MSI 3090 GPU causes a full system crash when under any sort of load -- Ubuntu 18.04LTS

Have a Ubuntu 18.04LTS platform running on a Lenovo P920 workstation. The system has an MSI 3090 GPU and a 2080RTX card, and has a dual CPU setup and a 1400W PSU. System specs to follow.

The issue we’re having is that whenever we initialize the 3090 GPU with any meaningful tasking, the system will freeze up and then crash hard - faster than any logs get generated indicating why. It’s reacting as if it’s a power issue (which could certainly be the case). However, when we install a Zotac 3090 GPU, the system can handle the load without problem.

My best guess might be that the GPU spikes a request to the PSU in a high wattage range, which then causes the system to safety-shutoff. We’ve reinstalled the NVIDIA drivers, reinstalled cuda reinstalled docker and a bunch else but the problem persists. I’m hoping someone might be able to review my bug-report log and advise on what (if anything) might be up with this system, or provide some potential next-steps for troubleshooting further and isolating what the problem is.

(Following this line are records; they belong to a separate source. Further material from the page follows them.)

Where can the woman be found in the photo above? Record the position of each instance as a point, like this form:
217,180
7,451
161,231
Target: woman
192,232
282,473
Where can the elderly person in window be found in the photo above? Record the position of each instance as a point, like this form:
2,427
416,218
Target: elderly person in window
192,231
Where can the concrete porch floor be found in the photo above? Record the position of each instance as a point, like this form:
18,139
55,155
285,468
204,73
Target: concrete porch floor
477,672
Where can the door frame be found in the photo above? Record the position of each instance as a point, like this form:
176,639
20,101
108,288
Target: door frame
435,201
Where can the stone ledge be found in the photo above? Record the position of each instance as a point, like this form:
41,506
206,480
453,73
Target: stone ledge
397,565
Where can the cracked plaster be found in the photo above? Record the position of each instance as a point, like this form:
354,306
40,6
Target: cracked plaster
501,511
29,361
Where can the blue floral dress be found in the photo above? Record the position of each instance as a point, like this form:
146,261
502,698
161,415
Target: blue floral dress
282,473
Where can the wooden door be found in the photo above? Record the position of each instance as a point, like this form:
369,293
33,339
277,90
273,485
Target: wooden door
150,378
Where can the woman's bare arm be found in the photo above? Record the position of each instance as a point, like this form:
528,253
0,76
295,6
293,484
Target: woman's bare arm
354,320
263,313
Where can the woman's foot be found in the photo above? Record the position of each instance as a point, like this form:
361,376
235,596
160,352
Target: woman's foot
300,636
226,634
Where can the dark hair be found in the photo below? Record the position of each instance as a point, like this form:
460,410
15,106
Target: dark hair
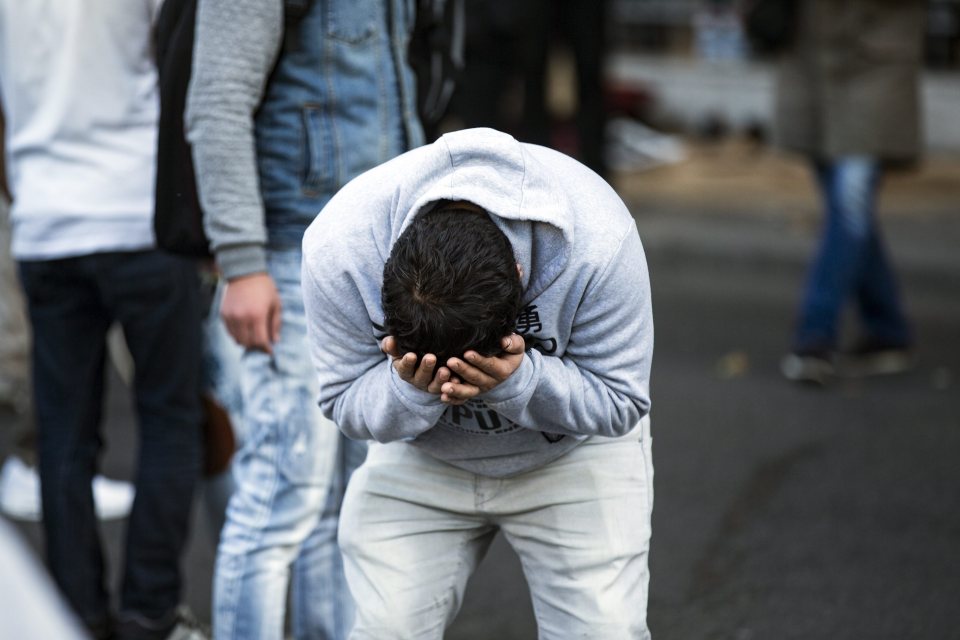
451,284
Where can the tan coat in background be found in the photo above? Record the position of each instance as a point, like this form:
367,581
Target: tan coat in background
850,83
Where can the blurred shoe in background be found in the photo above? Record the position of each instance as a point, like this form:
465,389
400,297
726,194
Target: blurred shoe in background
20,493
874,357
808,367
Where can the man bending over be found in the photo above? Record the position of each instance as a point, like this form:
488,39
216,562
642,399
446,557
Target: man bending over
480,310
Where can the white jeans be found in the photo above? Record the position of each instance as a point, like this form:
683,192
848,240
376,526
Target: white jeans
413,529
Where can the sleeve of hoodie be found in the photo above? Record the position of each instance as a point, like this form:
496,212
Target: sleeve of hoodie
601,384
235,46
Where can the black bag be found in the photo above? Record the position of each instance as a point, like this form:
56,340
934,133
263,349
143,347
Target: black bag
178,218
770,25
436,53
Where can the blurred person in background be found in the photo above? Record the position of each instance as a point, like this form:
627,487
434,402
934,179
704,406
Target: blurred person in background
289,100
848,98
507,72
79,92
19,480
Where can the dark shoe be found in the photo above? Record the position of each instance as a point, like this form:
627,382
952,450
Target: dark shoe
179,624
871,358
808,367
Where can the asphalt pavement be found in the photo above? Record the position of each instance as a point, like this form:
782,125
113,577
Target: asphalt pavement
781,511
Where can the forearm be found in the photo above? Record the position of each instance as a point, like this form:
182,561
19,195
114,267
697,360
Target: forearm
379,406
555,395
599,383
236,44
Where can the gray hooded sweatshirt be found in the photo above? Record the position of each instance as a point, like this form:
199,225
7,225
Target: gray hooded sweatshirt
586,311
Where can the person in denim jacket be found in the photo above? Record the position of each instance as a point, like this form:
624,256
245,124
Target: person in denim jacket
289,100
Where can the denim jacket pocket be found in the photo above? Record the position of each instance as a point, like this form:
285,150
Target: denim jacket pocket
319,155
352,21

We’re able to run stress with maxed out cores at capacity with no issue (even with the problem GPU installed, as well as (when just the 2080RTX card is installed, or the 2080 + the zotac card is installed) a full stress test using luxmark for bench/maximum load. This same GPU strain test will cause the crash to occur with the MSI 3090 GPU installed.

Thanks very much in advance for all your time/help/consideration. Starting to think that maybe the MSI 3090 simply isn’t compatible with the linux drivers.

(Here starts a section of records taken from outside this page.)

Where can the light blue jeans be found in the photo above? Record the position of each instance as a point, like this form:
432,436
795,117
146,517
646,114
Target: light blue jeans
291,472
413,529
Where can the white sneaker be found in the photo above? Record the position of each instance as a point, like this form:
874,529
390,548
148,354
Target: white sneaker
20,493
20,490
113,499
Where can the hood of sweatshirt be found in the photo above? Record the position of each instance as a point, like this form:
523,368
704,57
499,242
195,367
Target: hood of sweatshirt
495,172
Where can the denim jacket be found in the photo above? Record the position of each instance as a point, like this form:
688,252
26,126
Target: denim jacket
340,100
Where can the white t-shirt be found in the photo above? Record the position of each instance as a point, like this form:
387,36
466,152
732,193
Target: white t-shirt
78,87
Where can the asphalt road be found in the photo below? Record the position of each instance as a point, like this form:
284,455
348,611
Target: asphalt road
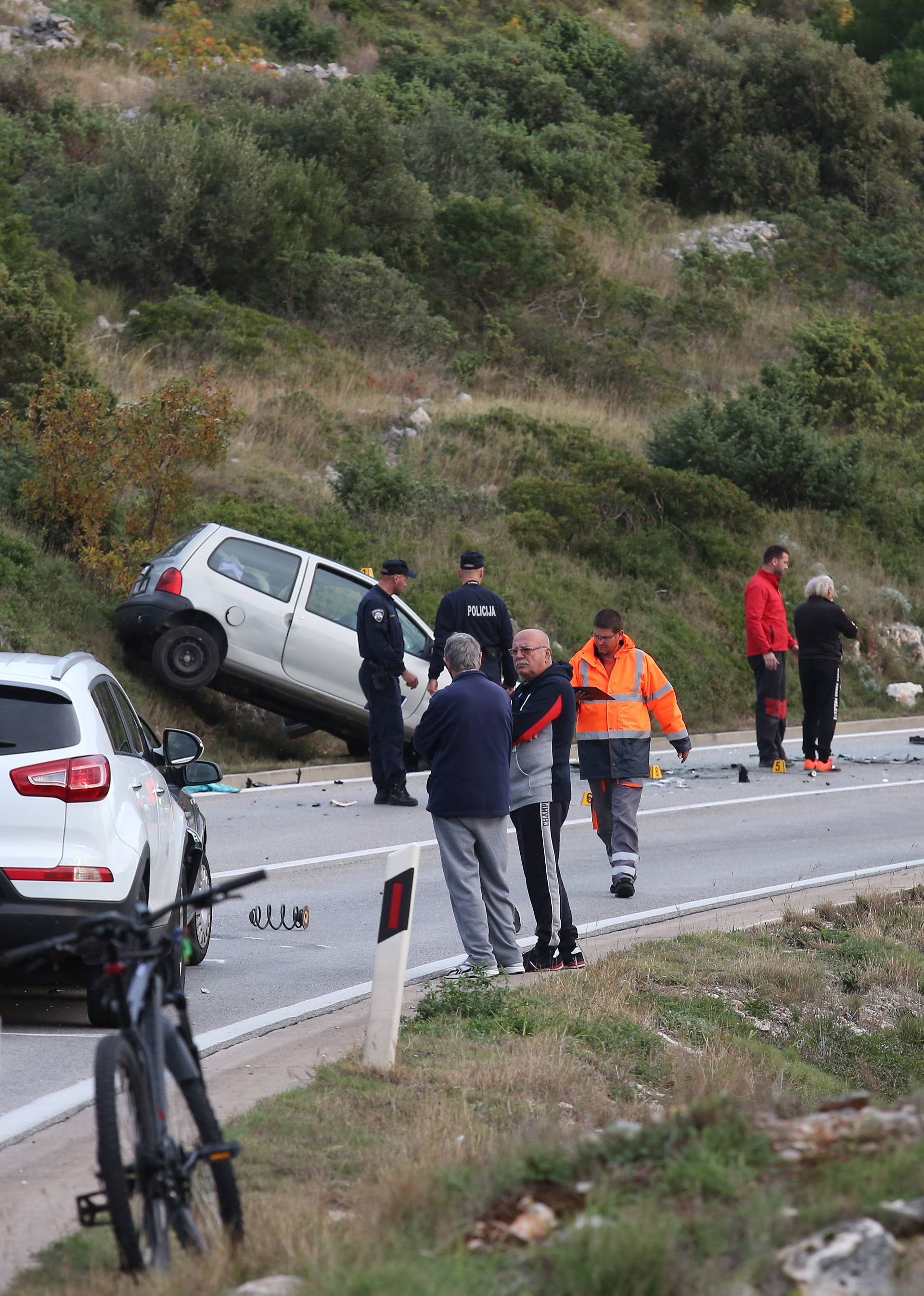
703,834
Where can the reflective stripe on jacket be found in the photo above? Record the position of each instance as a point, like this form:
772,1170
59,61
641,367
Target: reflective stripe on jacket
615,733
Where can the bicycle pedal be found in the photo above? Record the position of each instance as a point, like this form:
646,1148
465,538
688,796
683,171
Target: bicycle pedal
92,1209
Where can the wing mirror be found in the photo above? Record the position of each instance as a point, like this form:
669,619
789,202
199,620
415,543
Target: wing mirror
180,748
199,773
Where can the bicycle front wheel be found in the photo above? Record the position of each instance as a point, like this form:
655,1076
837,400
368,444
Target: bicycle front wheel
212,1198
126,1147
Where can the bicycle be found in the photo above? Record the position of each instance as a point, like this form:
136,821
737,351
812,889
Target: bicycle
162,1159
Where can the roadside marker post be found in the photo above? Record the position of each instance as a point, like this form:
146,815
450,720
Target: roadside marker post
390,966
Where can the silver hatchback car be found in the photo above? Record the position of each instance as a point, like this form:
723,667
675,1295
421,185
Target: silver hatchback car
269,624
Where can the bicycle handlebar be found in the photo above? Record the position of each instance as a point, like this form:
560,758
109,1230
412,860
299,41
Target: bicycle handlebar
105,924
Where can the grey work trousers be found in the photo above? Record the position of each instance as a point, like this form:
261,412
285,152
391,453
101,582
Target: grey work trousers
474,853
616,818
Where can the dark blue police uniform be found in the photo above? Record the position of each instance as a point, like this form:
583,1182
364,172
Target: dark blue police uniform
382,646
481,613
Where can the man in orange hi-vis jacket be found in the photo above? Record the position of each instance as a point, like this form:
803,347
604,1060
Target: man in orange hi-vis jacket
616,686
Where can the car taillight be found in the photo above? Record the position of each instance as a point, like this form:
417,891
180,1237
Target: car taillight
65,874
82,778
170,583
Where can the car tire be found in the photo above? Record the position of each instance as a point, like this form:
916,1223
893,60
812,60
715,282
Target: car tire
199,922
186,658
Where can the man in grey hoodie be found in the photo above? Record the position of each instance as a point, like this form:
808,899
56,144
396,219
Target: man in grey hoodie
541,793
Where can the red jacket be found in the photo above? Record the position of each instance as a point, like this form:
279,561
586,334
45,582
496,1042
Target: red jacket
765,616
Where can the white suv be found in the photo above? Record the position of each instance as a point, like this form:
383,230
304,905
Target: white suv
269,624
87,821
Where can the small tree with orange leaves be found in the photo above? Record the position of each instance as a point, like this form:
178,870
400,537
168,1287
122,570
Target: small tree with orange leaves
111,485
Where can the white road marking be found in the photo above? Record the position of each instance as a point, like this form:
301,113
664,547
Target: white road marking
420,774
51,1107
573,823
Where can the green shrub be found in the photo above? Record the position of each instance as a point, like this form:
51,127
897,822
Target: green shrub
326,531
369,305
762,442
494,249
195,204
747,113
289,31
205,326
36,336
839,372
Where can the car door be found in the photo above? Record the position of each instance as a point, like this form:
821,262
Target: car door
251,589
133,782
322,651
171,818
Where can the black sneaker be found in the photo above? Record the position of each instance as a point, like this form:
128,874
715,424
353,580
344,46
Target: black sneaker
542,961
399,796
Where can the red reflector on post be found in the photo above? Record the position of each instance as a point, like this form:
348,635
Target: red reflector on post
82,778
64,874
170,583
394,907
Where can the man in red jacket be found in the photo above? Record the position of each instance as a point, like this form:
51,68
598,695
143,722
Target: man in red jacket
768,641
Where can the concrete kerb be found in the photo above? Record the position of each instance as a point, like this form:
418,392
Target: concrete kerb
314,776
42,1173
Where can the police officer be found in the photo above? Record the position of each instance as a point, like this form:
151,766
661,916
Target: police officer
382,646
475,611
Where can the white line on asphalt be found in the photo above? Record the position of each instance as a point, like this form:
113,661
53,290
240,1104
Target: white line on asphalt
419,774
573,823
63,1103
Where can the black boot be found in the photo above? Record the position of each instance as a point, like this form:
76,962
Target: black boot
399,796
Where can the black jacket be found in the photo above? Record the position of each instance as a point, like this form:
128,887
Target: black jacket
481,613
549,700
382,641
466,735
820,625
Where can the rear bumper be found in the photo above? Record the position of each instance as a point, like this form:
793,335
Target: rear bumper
25,920
147,613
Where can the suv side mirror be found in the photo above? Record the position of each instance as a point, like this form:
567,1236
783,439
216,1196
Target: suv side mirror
201,772
180,747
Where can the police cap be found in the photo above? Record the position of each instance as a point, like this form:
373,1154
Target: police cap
398,567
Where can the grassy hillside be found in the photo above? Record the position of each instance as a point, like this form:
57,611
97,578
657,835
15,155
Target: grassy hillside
490,204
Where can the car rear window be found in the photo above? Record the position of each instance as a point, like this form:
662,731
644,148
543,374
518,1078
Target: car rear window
269,570
33,720
178,546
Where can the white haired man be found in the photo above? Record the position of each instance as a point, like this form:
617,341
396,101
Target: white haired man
466,734
820,624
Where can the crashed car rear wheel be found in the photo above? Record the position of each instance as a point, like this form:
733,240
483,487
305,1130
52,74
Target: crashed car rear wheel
186,658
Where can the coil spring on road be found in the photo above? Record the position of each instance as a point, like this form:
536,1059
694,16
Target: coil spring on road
300,919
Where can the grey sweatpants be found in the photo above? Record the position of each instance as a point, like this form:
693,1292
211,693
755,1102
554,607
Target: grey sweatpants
474,853
616,809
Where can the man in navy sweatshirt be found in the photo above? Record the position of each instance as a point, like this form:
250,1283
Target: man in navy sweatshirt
466,735
541,793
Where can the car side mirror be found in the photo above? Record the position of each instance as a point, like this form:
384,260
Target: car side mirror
180,747
199,773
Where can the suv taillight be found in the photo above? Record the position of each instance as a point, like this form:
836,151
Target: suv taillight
82,778
170,583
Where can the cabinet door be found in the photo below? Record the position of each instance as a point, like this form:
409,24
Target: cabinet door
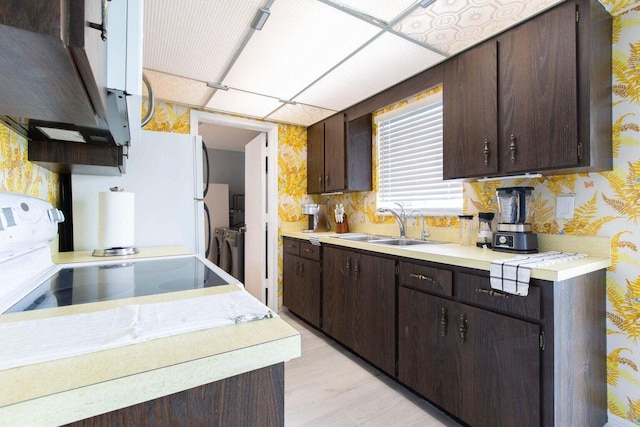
334,153
373,311
337,271
428,361
310,281
470,120
537,77
315,158
291,283
301,287
500,367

Our next step is going to be a full OS restore to 20.04LTS and reinstall clean to absolutely 100% validate that things are working the way they should be, or I suppose we’ll figure out how to sell/return this MSI card and buy another Zotac.

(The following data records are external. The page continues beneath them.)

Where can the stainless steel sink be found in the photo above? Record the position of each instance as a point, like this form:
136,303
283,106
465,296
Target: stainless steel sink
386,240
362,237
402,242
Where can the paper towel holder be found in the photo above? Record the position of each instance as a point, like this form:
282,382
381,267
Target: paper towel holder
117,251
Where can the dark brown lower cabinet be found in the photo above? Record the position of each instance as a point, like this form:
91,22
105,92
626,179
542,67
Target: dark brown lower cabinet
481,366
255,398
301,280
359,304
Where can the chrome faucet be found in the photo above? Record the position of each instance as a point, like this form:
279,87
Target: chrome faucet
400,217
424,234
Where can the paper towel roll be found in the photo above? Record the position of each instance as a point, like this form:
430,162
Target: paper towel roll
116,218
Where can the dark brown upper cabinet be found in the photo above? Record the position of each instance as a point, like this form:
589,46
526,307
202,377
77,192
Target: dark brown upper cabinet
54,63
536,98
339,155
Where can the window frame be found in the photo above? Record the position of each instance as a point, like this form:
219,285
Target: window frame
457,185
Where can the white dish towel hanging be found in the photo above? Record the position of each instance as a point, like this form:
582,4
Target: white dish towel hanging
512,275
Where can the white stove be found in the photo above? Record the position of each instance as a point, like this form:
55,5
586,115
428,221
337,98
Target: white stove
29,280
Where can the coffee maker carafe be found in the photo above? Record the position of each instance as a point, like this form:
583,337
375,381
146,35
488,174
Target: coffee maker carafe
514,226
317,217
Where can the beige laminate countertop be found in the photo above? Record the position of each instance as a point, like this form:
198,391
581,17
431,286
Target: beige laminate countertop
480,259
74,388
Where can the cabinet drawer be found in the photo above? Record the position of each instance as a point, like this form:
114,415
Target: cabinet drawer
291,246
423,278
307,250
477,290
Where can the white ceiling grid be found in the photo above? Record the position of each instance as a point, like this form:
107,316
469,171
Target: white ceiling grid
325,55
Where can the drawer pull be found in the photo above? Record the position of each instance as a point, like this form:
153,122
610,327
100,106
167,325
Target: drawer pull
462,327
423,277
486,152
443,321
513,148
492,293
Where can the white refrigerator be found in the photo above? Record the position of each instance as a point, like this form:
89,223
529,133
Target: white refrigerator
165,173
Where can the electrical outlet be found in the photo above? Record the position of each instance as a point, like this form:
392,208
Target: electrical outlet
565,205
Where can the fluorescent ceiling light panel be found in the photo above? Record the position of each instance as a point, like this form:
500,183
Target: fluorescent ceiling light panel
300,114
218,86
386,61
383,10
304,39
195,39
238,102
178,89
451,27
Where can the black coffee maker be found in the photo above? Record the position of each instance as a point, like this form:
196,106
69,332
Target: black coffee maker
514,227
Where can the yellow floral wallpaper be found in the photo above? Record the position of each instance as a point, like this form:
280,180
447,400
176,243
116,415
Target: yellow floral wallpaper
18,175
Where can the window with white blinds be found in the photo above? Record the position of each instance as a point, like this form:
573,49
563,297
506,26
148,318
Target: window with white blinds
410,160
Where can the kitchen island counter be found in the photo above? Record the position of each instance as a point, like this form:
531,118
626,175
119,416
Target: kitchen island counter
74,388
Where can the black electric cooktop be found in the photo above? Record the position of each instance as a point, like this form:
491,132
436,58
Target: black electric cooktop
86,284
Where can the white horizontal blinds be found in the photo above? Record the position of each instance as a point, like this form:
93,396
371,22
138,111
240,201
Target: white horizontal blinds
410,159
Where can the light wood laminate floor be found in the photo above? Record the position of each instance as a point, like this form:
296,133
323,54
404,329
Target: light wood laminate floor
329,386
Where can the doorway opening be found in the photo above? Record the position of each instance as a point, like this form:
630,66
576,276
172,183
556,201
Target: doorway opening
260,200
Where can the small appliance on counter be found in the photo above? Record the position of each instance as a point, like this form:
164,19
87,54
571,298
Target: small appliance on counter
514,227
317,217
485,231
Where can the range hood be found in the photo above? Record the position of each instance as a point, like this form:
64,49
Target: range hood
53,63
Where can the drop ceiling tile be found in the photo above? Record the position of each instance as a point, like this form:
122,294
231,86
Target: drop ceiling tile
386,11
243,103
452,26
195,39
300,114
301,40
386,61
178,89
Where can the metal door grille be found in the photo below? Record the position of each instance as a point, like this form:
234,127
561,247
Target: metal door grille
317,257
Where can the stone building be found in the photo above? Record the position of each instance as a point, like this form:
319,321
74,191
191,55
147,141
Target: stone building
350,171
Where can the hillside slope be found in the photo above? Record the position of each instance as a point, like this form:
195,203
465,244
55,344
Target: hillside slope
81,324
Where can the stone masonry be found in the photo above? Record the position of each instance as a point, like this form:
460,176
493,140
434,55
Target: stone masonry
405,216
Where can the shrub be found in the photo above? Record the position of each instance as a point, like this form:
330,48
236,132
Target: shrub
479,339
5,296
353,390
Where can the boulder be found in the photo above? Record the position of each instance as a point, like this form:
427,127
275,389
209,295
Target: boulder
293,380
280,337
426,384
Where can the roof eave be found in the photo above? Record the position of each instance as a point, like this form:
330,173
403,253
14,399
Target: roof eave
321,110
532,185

(In case you’re curious, I’ve also tried limiting the power access to something more reasonable sub 300W:
Limit power usage
sudo nvidia-smi --persistence-mode=1
sudo nvidia-smi --power-limit=280

this did not work, crash occurs during the spin-up of the GPU when it’s only pushing 100W (idle at 13W is fine)
(I watched the output of the system with the following script to pull live feed on wattage:)
nvidia-smi --loop-ms=20 --format=csv,noheader,nounits --query-gpu=power.draw > out.txt tail -f out.txt

At most it’ll hit 100W (give or take) before the system terminates. It doesn’t register or log a spike above that before it crashes, so either it’s happening in the tick before it logs or the spike isn’t the issue.

I also validated heat, monitoring the temp reported by the GPUs before the system powered off. Neither GPU even had time to get hot from spin up before we crashed. (it’s close to immediate that this issue will occur, so we’re still basically at idle temps - maybe 33C – 40C before dying.

Thanks in advance for your time and consideration.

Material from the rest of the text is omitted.